CMS has repeatedly broadcast its intent to move providers to downside risk, through alternative payment models such as ACOs, or through Medicare Advantage plans, and recently even through direct contracting. With Medicare representing an average of 25 percent or more of revenues, movement toward financial risk will affect the bottom line. Commercial health plans are moving in lockstep with Medicare.
Without Prepayment, Financial Risk Mechanisms Will Surprise Providers
The future financial risk scenario could catch providers by surprise and require return of monies to health plans or Medicare, or discounts on future payments to cover the shortfall.
Specialty physicians and facilities, including academic medical centers, will be more inclined to create attractive episodic care packages to ensure market share. The need for ACOs to achieve savings or pay back money will tighten referrals, so specialty providers will need to become more price sensitive to maintain patient volume. But specialists will be pressed to live within the financial limits of those episodes.
How Providers Can Get Ahead of the Curve
Revenue management in this environment must be more focused on preservation through reducing cost, incorporating control of the total episodic and per-patient costs, and predicting outcomes for longer-term savings. Future revenue strategies should integrate clinical innovations and customer service changes into a cohesive strategy that will account for consumerism and financial risk. That strategy must include the following two key components.
Programmatic or episodic packages of services with transparent pricing. Providers must address patient financial responsibility before services are provided. They will need to establish processes that encourage value-based medical decisions along with the financial commitment, by furnishing both value and cost information to patients. They can best do so by creating service lines and programs with all-inclusive costs.
As revenues become more aligned with total cost rather than individual charges, functional charges are less relevant. Fragmented provider services and billings make it impossible for consumers to anticipate cost. Equally important, sending separate billings for services and providers also obscures episodic and total cost to provider organizations—a detriment to their ability to succeed under financial risk.
Systematic support for value-based medical decision making between patients and providers. The healthcare production line currently focuses on provision of greater volume. The need for cost control and revenue receipt will help ensure appropriate services to patients who will benefit and engage in the treatment. The difference is that, to engage, patients must be able to weigh absolute treatment benefits, risks or harms, and costs. Physicians, who must be willing participants, will need to have the time and support to partake in the medical decision-making process.
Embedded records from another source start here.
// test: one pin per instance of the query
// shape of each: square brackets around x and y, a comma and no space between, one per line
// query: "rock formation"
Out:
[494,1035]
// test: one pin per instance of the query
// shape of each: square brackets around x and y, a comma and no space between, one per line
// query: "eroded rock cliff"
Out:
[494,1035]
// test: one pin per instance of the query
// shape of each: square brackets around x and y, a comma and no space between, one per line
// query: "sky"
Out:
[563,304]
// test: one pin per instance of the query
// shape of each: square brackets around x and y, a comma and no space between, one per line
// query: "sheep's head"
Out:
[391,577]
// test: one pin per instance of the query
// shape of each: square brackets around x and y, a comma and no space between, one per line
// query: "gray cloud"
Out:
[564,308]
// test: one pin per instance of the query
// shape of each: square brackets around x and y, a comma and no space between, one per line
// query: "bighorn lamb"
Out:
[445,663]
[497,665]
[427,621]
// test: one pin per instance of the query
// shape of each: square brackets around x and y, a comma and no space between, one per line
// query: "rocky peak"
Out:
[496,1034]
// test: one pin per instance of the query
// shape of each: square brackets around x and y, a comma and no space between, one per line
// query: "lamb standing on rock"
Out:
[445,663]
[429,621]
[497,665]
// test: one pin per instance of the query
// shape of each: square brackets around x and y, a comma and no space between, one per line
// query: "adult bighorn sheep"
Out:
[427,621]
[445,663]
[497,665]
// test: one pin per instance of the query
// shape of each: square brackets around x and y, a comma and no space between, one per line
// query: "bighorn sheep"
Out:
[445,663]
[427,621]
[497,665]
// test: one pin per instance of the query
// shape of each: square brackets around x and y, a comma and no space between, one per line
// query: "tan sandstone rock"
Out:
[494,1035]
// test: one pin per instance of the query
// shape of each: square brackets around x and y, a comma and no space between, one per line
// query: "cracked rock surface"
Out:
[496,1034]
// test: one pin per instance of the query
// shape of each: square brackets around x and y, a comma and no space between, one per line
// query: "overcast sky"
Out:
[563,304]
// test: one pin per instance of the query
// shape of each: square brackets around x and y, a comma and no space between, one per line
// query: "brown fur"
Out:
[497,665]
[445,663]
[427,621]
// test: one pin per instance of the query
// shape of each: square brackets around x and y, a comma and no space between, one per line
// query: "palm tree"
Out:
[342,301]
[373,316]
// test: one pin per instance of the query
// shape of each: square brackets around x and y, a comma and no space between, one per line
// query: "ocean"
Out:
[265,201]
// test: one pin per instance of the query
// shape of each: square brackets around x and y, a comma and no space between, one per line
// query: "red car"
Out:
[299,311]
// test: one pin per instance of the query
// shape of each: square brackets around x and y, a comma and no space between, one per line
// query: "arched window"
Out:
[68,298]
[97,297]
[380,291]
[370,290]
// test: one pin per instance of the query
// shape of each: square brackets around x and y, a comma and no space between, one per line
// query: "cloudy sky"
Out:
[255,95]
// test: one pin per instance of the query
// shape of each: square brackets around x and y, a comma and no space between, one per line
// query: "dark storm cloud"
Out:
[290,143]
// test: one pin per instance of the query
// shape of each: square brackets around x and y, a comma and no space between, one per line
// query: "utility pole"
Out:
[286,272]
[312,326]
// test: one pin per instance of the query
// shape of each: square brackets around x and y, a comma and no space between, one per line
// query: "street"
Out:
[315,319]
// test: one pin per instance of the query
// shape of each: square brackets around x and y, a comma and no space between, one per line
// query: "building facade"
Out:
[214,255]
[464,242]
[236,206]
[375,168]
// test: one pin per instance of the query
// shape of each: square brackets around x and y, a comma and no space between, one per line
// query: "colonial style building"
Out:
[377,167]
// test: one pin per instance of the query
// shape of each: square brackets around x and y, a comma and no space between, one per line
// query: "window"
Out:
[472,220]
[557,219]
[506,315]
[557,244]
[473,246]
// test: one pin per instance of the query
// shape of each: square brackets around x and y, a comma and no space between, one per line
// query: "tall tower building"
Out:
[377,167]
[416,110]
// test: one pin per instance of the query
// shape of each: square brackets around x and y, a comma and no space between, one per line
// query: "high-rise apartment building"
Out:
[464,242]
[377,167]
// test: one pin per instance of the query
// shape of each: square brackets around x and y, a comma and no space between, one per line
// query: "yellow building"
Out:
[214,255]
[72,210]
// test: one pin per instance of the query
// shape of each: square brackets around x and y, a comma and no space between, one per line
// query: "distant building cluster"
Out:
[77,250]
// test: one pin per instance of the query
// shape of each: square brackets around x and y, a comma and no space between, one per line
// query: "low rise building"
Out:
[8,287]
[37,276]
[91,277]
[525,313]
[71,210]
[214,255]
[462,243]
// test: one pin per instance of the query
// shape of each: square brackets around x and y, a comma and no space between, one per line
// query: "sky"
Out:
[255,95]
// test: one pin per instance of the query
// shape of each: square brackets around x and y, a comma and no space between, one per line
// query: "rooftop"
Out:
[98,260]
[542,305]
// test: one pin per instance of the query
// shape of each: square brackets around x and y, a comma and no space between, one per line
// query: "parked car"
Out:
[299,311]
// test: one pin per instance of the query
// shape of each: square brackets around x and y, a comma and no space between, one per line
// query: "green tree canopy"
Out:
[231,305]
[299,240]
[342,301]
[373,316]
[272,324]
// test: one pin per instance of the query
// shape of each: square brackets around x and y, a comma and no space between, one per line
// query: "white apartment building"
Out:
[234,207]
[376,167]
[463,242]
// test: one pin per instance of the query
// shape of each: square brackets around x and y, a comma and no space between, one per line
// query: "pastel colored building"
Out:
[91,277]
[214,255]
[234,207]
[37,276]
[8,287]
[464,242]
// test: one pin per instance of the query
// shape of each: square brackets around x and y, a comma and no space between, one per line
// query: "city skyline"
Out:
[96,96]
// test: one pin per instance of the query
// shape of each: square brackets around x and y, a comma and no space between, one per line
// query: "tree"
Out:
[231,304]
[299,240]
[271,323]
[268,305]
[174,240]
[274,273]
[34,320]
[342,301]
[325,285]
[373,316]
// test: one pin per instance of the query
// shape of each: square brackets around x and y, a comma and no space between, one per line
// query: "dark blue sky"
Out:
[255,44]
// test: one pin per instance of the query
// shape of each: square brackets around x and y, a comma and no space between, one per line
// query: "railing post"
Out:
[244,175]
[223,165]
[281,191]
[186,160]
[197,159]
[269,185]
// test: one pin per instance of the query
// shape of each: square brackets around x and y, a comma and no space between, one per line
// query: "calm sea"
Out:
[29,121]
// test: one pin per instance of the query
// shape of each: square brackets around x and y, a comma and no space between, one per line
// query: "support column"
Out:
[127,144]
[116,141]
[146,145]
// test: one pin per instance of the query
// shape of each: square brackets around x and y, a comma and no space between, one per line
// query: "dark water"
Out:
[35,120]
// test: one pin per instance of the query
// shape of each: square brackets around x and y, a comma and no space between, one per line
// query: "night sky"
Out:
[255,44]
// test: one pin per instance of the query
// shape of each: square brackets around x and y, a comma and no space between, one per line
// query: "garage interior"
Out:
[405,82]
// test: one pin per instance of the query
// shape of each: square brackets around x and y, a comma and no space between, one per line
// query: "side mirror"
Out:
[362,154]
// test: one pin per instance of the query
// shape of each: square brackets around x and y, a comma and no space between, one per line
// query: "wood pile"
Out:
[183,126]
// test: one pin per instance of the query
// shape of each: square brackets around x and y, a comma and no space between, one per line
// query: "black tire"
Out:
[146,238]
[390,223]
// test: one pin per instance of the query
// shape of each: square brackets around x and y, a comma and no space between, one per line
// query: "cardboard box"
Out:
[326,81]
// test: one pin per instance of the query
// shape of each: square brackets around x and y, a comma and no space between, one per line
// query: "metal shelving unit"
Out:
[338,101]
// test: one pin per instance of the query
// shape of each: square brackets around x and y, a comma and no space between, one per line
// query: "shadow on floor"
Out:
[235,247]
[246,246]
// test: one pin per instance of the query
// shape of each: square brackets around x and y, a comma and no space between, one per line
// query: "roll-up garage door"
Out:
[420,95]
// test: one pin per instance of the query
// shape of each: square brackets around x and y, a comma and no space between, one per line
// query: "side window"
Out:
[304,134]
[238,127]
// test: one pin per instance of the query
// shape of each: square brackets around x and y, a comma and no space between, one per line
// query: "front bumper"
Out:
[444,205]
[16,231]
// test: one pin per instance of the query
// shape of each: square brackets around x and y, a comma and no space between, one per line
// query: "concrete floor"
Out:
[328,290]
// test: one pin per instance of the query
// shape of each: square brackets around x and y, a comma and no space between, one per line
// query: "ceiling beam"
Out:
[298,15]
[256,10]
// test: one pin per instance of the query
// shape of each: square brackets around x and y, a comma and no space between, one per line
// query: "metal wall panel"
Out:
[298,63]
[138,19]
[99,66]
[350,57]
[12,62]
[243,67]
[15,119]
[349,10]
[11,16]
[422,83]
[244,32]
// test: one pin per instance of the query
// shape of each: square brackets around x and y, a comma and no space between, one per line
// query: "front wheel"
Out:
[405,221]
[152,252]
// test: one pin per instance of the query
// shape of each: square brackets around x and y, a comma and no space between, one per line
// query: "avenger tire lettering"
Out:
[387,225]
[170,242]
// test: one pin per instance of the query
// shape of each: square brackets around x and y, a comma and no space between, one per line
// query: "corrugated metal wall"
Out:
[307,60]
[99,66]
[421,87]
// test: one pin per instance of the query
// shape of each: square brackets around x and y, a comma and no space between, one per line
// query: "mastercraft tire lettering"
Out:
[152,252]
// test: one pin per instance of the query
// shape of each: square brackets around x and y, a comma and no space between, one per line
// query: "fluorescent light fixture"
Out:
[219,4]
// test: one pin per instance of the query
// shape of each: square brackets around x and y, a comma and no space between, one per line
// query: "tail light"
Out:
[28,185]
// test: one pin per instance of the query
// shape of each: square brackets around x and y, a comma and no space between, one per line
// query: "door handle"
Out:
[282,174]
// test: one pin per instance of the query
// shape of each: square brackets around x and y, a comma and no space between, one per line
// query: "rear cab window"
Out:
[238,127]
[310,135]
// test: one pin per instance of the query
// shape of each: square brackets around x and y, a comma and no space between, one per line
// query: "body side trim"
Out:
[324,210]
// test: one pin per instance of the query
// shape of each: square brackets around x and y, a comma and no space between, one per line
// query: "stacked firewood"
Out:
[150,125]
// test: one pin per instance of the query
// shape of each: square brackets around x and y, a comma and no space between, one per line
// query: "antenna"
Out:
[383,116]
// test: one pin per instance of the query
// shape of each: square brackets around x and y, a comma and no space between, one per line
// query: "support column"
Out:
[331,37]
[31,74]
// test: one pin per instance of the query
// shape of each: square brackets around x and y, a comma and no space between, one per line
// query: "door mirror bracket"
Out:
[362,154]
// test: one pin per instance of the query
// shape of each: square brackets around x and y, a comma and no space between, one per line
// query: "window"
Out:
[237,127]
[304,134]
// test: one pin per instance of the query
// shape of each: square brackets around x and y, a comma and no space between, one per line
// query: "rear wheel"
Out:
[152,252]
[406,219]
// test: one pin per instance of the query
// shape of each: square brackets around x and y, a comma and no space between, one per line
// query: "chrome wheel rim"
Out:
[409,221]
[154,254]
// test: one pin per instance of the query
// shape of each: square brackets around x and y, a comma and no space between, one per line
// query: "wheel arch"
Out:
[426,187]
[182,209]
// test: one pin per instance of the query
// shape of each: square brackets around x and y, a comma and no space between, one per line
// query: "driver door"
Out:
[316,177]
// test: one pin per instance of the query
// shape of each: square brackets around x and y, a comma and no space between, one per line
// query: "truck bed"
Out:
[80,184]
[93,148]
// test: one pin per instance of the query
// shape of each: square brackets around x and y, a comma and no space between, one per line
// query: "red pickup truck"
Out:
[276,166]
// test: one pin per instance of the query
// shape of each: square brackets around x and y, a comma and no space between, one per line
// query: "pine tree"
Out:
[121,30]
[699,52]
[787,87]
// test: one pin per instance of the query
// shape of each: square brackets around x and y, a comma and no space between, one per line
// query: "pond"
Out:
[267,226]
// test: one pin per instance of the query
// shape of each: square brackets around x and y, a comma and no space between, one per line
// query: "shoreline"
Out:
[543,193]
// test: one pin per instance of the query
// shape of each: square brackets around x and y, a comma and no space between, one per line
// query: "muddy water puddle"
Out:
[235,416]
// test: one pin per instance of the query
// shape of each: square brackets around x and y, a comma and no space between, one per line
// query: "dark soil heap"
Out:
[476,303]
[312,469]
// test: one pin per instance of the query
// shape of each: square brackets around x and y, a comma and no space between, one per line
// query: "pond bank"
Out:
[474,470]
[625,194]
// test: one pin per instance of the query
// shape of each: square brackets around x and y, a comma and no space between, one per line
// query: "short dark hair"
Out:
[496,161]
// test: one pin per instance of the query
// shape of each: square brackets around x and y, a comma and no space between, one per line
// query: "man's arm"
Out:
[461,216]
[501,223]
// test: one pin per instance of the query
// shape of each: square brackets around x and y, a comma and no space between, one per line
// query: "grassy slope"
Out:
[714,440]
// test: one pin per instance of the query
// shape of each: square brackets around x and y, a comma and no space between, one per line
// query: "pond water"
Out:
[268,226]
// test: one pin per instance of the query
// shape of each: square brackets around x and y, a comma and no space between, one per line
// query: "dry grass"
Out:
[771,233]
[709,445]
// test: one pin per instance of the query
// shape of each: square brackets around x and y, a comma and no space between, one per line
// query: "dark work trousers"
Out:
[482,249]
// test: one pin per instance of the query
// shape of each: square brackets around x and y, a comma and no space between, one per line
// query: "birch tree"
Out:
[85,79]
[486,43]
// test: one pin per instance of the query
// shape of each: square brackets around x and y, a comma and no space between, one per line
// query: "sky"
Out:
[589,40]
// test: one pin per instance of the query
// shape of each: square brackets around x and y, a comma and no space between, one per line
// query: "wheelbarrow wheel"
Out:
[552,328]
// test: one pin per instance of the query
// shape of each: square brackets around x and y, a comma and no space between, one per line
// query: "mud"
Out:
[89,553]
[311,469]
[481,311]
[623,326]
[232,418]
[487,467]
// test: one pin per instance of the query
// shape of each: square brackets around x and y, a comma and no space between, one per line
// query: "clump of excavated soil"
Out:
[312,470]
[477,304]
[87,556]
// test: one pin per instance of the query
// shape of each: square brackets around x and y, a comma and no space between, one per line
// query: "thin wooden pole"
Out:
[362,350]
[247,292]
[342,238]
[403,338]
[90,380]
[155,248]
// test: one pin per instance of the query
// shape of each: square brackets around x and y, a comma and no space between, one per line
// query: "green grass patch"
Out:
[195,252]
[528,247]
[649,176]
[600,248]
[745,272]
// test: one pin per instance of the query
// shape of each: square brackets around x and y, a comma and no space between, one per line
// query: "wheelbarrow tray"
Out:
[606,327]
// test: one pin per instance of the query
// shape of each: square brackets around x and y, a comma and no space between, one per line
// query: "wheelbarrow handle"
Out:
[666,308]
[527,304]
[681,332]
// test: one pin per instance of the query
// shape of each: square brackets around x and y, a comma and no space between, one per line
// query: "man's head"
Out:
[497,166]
Revenue strategies linked to historical payment responsibilities will become less beneficial to providers, and even be harmful to reaching their goals. Reassessing the direction that health care is likely to take is a tricky business, because policy shifts are frequent.
However, over the long term, health care appears to be headed for an uncertain economic future, affecting both providers and consumers. Rising costs will be addressed through limits on services or payments, or both. A strategy that is built on support for customers and better arrangement of services to those customers is likely to win.
Theresa Hush is the CEO and co-founder of Roji Health Intelligence, Chicago.